Python Write-Behind Cache — Deep Dive

Build a production write-behind cache in Python with background flushing, batch writes, failure recovery, and monitoring hooks.

Architecture

A write-behind cache has three components: the cache itself, a dirty-tracking mechanism, and a background flusher. The flusher runs on a timer or threshold and pushes accumulated changes to the persistent store.

App → Cache (immediate ack) → Dirty Set → Background Flusher → Database

The dirty set tracks which keys have been modified since the last flush. On each flush cycle, the flusher reads all dirty keys from the cache and writes them to the database in a batch.

Implementation

import json
import logging
import threading
import time
from typing import Any, Callable, Dict, Optional

import redis

logger = logging.getLogger(__name__)


class WriteBehindCache:
    """Write-behind cache with background flushing to a persistent store."""

    def __init__(
        self,
        redis_client: redis.Redis,
        flush_fn: Callable[[Dict[str, dict]], None],
        flush_interval: float = 5.0,
        flush_threshold: int = 100,
        namespace: str = "wbc",
    ):
        self.redis = redis_client
        self.flush_fn = flush_fn
        self.flush_interval = flush_interval
        self.flush_threshold = flush_threshold
        self.ns = namespace
        self._dirty_key = f"{namespace}:dirty"
        self._stop = threading.Event()
        self._flusher = threading.Thread(
            target=self._flush_loop, daemon=True, name="wbc-flusher"
        )
        self._flush_count = 0
        self._error_count = 0

    def start(self) -> None:
        """Start the background flusher."""
        self._flusher.start()
        logger.info("Write-behind flusher started (interval=%.1fs)", self.flush_interval)

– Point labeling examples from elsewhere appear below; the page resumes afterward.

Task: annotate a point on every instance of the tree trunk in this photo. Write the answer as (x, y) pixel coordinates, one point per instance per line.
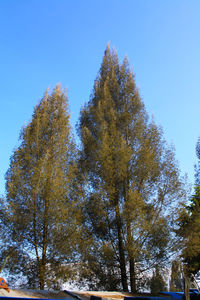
(132, 275)
(122, 260)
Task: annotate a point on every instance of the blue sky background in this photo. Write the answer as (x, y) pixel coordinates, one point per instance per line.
(50, 41)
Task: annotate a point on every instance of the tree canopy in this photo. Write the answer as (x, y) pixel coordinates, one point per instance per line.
(133, 180)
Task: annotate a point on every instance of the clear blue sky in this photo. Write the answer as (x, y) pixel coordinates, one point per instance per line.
(50, 41)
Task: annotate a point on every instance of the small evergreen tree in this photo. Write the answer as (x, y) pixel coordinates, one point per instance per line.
(157, 283)
(189, 222)
(176, 282)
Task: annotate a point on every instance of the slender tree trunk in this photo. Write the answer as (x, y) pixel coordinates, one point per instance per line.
(122, 260)
(132, 275)
(131, 259)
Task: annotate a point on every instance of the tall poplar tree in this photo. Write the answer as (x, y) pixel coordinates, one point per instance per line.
(41, 189)
(133, 180)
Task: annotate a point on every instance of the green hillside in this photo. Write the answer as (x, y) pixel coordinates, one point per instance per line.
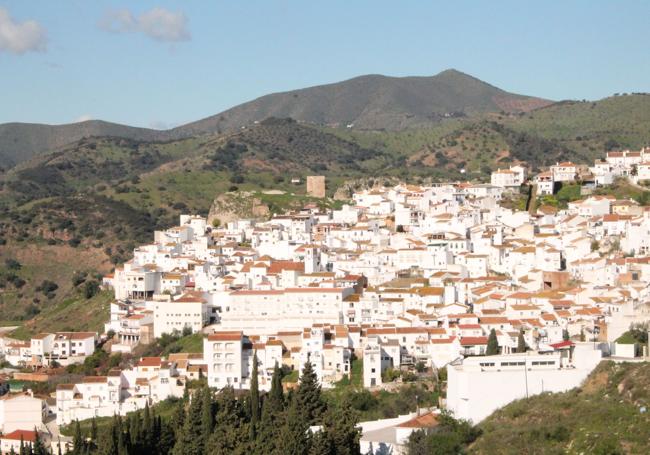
(607, 415)
(99, 197)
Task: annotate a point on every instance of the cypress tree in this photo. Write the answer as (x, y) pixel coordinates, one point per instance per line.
(493, 344)
(135, 430)
(178, 418)
(272, 415)
(254, 394)
(565, 335)
(190, 440)
(207, 417)
(521, 342)
(39, 448)
(77, 440)
(308, 395)
(93, 430)
(147, 439)
(167, 437)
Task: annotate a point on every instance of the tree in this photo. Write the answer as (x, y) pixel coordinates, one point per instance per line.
(91, 288)
(39, 447)
(190, 441)
(254, 394)
(295, 435)
(231, 433)
(308, 395)
(272, 415)
(493, 344)
(207, 416)
(78, 443)
(339, 434)
(521, 342)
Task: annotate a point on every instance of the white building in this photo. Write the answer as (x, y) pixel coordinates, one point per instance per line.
(477, 386)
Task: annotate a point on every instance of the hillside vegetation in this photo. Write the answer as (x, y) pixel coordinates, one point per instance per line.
(607, 415)
(99, 197)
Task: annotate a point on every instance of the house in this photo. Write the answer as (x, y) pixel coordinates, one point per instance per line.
(480, 385)
(19, 411)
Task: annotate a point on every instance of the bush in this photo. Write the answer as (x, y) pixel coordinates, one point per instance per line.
(91, 288)
(12, 264)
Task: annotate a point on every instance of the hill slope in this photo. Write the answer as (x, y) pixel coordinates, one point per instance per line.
(369, 102)
(375, 102)
(21, 141)
(604, 416)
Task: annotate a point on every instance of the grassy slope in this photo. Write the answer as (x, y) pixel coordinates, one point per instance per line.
(41, 262)
(601, 417)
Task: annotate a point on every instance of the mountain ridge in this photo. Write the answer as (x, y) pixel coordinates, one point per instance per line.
(373, 102)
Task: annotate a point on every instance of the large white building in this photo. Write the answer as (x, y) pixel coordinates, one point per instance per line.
(477, 386)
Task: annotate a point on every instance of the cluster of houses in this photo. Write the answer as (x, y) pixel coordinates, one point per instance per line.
(634, 165)
(406, 277)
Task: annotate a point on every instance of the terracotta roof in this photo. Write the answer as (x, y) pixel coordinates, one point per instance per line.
(429, 420)
(226, 336)
(150, 362)
(17, 435)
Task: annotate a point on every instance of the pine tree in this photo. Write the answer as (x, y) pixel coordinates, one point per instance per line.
(109, 440)
(254, 394)
(294, 437)
(521, 342)
(339, 434)
(190, 441)
(308, 395)
(493, 344)
(231, 433)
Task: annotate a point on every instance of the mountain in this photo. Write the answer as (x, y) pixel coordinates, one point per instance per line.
(21, 141)
(375, 102)
(370, 102)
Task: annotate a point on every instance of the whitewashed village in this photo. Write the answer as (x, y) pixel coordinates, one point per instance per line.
(438, 280)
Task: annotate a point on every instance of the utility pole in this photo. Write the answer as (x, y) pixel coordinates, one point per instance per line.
(526, 373)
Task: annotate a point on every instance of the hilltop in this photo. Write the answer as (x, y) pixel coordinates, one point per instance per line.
(21, 141)
(375, 102)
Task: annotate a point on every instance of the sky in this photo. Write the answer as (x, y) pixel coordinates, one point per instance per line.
(161, 63)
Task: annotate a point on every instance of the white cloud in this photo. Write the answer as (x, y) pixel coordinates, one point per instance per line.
(157, 23)
(20, 37)
(83, 118)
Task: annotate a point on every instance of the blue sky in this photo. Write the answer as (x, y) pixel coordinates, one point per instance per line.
(166, 63)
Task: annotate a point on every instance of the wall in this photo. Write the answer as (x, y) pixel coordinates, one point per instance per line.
(475, 394)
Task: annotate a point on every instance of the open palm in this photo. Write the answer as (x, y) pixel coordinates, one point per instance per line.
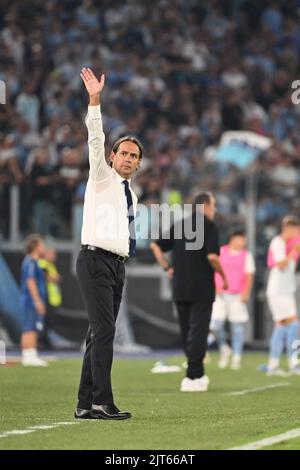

    def stop(self, timeout: float = 10.0) -> None:
        """Stop the flusher and perform a final flush."""
        self._stop.set()
        self._flusher.join(timeout=timeout)
        self._flush_dirty()  # Final flush on shutdown
        logger.info("Write-behind flusher stopped (total flushes: %d)", self._flush_count)

    def write(self, key: str, data: dict, ttl: int = 3600) -> None:
        """Write to cache immediately, mark as dirty for later flush."""
        cache_key = f"{self.ns}:data:{key}"
        self.redis.setex(cache_key, ttl, json.dumps(data))
        self.redis.sadd(self._dirty_key, key)

        # Check threshold
        dirty_count = self.redis.scard(self._dirty_key)
        if dirty_count >= self.flush_threshold:
            threading.Thread(target=self._flush_dirty, daemon=True).start()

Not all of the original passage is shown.